Replacing faulty drive in OMV

I have a OMV box with two disks in RAID 1, mirroring, with one disk failing. This post describes the process.

Write down, on paper, the serial number of the failing disk. If you are like me all your disks may well be the same brand/model, so serial number is important.

Removing the failing disk from within OMV

There are some gotchas when removing disks, following the correct steps will save you grief later:

  • Delete any S.M.A.R.T. scheduled jobs for the failing disk
  • Disable S.M.A.R.T. monitoring for the failing disk

Clearly as you are going to be replacing physical disks you also need to shutdown, pause, or whatever is appropriate to anything accessing the disks.

Swap the actual drives

Now shutdown the host and take out the failing drive and put in the new one in it’s place – obviously being really careful to swap out the right disk đŸ™‚

Restart OMV and once up and running login. BTW you will likely get a BIOS warning and it will require you to save the new hardware config.

OMV configuration changes

Once logged in select “Storage | S.M.A.R.T.” and from that “Devices”. Now that you have swapped out the failing disk you will see it missing from the list of devices and your new disk added.

If you now select “Storage | RAID Management” you will see that your RAID has a status of “active, degraded”. This is obviously because it is missing a disk.

Now that you are on RAID management click on the “+ Recover” button:

As above you will see just one disk, the new one you just put in, so click on the check box as show above to add it to the RAID and click on “Save”.

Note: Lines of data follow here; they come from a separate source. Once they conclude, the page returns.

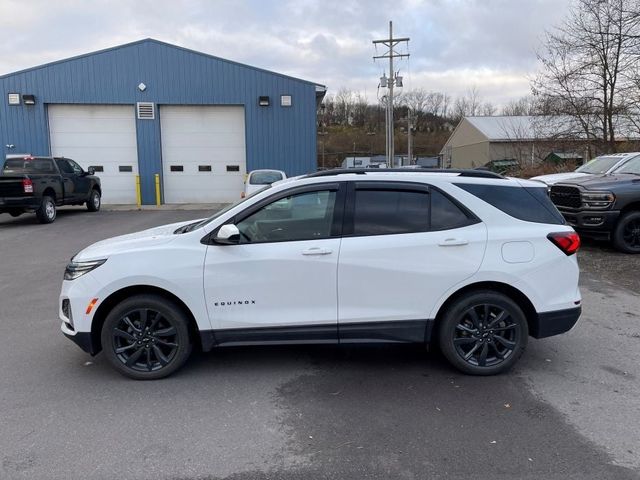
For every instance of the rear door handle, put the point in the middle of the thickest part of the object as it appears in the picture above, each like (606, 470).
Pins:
(453, 242)
(316, 251)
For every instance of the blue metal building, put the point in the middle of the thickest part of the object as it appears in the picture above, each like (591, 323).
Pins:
(198, 121)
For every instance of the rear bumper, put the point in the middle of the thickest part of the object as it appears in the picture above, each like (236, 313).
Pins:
(592, 223)
(555, 322)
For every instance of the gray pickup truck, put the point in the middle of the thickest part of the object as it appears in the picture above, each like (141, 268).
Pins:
(40, 184)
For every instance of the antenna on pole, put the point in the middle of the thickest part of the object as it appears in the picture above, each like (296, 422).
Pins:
(389, 83)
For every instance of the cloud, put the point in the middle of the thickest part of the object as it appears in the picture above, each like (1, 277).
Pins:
(454, 43)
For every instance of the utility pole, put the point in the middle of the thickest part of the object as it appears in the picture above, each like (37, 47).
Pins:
(393, 79)
(410, 138)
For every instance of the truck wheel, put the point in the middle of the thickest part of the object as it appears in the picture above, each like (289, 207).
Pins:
(626, 236)
(483, 333)
(93, 204)
(47, 211)
(146, 337)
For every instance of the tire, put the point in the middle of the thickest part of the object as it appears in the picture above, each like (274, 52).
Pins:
(146, 348)
(626, 235)
(94, 201)
(47, 211)
(465, 337)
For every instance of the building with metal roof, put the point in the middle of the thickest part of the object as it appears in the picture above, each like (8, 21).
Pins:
(149, 108)
(490, 140)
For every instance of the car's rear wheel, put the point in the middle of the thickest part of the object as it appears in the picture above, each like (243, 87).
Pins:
(483, 333)
(146, 337)
(47, 211)
(93, 203)
(626, 236)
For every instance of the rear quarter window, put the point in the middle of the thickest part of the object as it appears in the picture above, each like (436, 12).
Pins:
(531, 204)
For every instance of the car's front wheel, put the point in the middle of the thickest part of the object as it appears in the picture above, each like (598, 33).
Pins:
(483, 333)
(146, 337)
(626, 236)
(93, 203)
(47, 211)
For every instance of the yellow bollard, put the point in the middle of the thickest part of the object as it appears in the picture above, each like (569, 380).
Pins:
(157, 189)
(138, 192)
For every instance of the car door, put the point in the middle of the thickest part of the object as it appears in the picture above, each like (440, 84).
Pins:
(404, 245)
(68, 184)
(279, 282)
(81, 182)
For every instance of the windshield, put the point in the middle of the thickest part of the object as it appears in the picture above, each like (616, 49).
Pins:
(28, 165)
(193, 226)
(632, 166)
(599, 165)
(264, 178)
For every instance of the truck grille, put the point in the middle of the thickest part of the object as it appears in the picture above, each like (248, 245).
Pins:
(563, 196)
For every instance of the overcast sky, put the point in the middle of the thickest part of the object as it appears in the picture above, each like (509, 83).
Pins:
(455, 44)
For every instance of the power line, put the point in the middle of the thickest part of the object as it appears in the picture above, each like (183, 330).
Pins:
(391, 43)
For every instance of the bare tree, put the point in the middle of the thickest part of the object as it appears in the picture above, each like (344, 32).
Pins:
(522, 106)
(470, 105)
(587, 66)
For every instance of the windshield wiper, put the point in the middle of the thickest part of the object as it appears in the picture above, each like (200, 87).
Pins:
(185, 228)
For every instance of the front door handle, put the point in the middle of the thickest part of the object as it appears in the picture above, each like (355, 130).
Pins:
(453, 242)
(316, 251)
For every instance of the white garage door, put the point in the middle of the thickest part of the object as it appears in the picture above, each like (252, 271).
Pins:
(99, 136)
(203, 153)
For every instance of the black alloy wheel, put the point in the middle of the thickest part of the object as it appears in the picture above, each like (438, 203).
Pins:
(626, 236)
(483, 333)
(146, 337)
(144, 340)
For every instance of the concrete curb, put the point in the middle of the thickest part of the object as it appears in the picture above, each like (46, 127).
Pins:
(183, 206)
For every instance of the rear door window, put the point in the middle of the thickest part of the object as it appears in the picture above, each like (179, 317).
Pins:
(386, 212)
(531, 204)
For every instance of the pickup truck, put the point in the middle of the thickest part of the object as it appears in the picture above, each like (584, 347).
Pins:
(40, 184)
(604, 206)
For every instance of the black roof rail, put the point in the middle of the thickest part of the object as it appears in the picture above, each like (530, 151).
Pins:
(361, 171)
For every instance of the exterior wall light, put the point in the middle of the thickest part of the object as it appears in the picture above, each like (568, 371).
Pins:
(285, 100)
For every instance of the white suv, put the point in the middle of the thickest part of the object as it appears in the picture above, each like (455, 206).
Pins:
(468, 259)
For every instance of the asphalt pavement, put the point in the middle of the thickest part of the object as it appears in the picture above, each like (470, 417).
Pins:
(569, 410)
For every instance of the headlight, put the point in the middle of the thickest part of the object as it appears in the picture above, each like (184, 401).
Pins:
(597, 200)
(77, 269)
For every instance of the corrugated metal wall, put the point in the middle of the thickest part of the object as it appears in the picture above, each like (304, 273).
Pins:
(277, 137)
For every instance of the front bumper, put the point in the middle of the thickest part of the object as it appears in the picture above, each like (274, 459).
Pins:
(592, 223)
(555, 322)
(13, 203)
(82, 339)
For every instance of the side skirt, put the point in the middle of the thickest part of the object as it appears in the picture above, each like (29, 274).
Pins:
(406, 331)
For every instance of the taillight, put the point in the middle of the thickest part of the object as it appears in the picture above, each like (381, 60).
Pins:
(568, 242)
(27, 185)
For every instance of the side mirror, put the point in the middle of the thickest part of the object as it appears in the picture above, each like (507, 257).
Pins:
(227, 235)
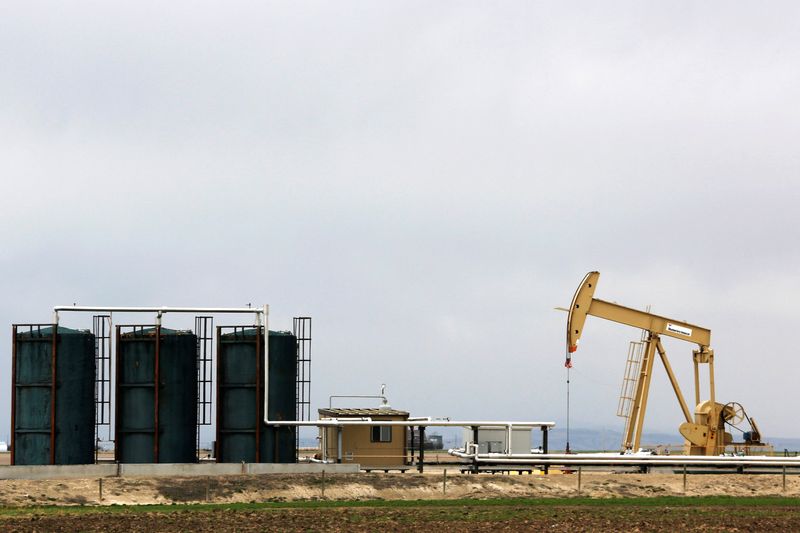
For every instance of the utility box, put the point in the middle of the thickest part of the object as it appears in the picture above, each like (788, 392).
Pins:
(494, 440)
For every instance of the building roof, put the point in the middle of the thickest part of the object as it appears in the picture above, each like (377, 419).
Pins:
(339, 412)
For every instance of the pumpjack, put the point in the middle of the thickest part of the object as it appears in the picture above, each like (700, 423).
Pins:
(705, 432)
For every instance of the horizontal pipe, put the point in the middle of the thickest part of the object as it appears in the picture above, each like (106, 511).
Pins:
(628, 460)
(161, 309)
(337, 422)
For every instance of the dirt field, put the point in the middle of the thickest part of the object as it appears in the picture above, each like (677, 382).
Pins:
(404, 502)
(282, 488)
(484, 516)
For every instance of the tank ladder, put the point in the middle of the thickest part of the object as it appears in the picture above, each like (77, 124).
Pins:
(101, 327)
(204, 330)
(302, 332)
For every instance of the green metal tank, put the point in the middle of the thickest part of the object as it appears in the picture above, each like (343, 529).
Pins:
(52, 395)
(241, 432)
(156, 424)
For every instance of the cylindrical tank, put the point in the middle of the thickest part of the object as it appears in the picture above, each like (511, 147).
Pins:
(156, 424)
(52, 391)
(241, 432)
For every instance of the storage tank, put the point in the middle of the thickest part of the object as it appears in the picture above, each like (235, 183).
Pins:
(52, 395)
(156, 424)
(241, 432)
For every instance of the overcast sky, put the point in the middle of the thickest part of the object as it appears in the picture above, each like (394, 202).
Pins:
(427, 180)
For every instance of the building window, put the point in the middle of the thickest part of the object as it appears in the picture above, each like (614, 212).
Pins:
(381, 434)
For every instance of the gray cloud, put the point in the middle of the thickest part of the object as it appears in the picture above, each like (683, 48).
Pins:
(427, 181)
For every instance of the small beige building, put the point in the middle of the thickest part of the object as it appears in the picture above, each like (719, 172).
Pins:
(370, 446)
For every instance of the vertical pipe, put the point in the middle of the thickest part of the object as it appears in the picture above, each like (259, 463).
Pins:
(117, 423)
(157, 384)
(220, 404)
(421, 448)
(477, 449)
(13, 391)
(338, 444)
(265, 319)
(545, 431)
(412, 445)
(53, 377)
(696, 378)
(714, 414)
(684, 479)
(260, 386)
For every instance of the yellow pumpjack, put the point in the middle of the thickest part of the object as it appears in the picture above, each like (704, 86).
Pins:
(705, 432)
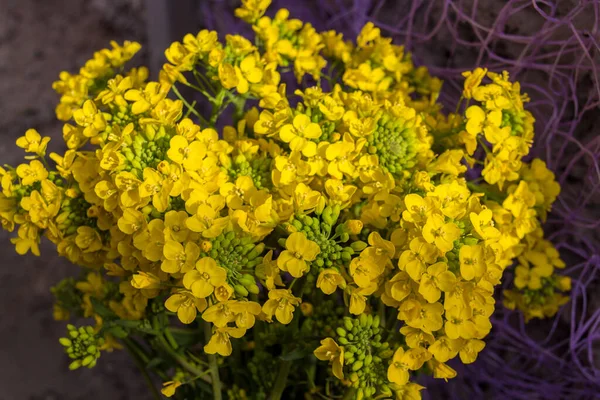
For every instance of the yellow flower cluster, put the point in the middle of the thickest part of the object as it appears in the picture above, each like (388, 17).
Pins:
(348, 191)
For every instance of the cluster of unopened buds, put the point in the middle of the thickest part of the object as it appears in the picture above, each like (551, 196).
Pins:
(335, 219)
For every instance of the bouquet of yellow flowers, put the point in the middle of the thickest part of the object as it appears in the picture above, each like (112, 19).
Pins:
(348, 223)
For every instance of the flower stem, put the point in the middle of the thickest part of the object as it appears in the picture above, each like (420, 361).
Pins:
(349, 394)
(281, 381)
(139, 363)
(212, 363)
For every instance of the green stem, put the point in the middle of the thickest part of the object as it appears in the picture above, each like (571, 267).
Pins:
(188, 105)
(349, 394)
(281, 381)
(212, 363)
(138, 362)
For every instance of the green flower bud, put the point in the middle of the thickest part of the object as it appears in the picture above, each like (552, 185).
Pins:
(348, 323)
(254, 289)
(376, 322)
(357, 365)
(363, 320)
(358, 246)
(240, 290)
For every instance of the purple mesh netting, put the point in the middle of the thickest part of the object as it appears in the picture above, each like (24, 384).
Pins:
(553, 49)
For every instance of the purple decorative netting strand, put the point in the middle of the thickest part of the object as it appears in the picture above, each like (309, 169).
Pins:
(553, 49)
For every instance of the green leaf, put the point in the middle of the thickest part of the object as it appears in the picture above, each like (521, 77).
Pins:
(101, 309)
(117, 332)
(155, 362)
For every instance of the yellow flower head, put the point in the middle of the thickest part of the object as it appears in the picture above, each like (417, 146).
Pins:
(203, 280)
(330, 351)
(299, 251)
(281, 304)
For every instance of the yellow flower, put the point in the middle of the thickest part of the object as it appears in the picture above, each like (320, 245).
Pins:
(185, 305)
(207, 221)
(219, 341)
(245, 313)
(472, 263)
(427, 317)
(442, 371)
(144, 280)
(358, 298)
(417, 208)
(298, 132)
(281, 303)
(90, 119)
(365, 270)
(144, 99)
(248, 72)
(203, 280)
(298, 251)
(305, 199)
(178, 258)
(169, 388)
(340, 155)
(190, 155)
(440, 233)
(484, 224)
(458, 324)
(88, 239)
(32, 172)
(469, 352)
(32, 142)
(175, 227)
(380, 250)
(157, 187)
(330, 351)
(414, 261)
(436, 280)
(131, 221)
(329, 280)
(227, 76)
(128, 185)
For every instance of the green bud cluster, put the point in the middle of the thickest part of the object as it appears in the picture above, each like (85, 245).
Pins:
(365, 353)
(73, 214)
(333, 253)
(82, 345)
(259, 169)
(324, 319)
(145, 153)
(394, 144)
(236, 393)
(516, 121)
(20, 191)
(452, 257)
(122, 117)
(239, 256)
(539, 297)
(328, 129)
(175, 204)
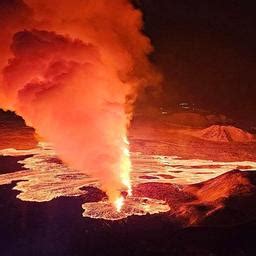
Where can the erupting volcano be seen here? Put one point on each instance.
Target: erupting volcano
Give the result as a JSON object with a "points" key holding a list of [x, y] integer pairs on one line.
{"points": [[127, 127], [73, 74]]}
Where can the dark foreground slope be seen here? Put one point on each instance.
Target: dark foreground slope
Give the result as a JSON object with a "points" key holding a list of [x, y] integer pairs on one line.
{"points": [[216, 217]]}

You will need to “Apply” the changes as per normal. After the changes have been applied you will see the below:

In the “State” column you will see:

active, degraded, recovering )0.1% (4461184/2930135488) finish=390.9min speed=12710K/sec)

This indicates that as this is a mirror RAID it is rebuilding the new disk from the current working disk and it will take around 390 minutes.

You can use the NAS host as normal now

The good news is the rebuilding of the new disk will happen in the background and you can now use the NAS box and all its shares as before. They might be a little slower as it is rebuilds the new disk, but you are now back in action.

SparesMissing event emails

After replacing the disk you may start getting the “SparesMissing” emails from OMV:

SparesMissing event on /dev/md/Mirror:nas2 [nas2.cantabrian]

This is a somewhat know error, ssh to the box and look for:

/etc/mdadm/mdadm.conf

You will probably find a line like:

# definitions of existing MD arrays
ARRAY /dev/md/Mirror metadata=1.2 spares=1 name=nas2:Mirror UUID=fa9357c4:46935ec5:ebf94dda:dc66ddc7

You need to change the “spares=1” to “spares=0”. In fact it looks like you can delete “spares=1” altogether.

Add new scheduled tasks and SMART monitoring

You can see how to do this in the post Hard disk SMART monitoring and alerts in OMV

Email warning for failing disk

Once you have setup monitoring you will most likely get an email alert along the lines of:

Subject: DegradedArray event on /dev/md/Mirror:nas2 [nas2.mydomain]

This is an automatically generated mail message from mdadm running on nas2

A DegradedArray event had been detected on md device /dev/md/Mirror.

Faithfully yours, etc.

P.S. The /proc/mdstat file currently contains the following:

Personalities : [raid1]
md127 : active raid1 sdb[1]
2930135488 blocks super 1.2 [2/1] [_U]
bitmap: 2/22 pages [8KB], 65536KB chunk

unused devices: <none>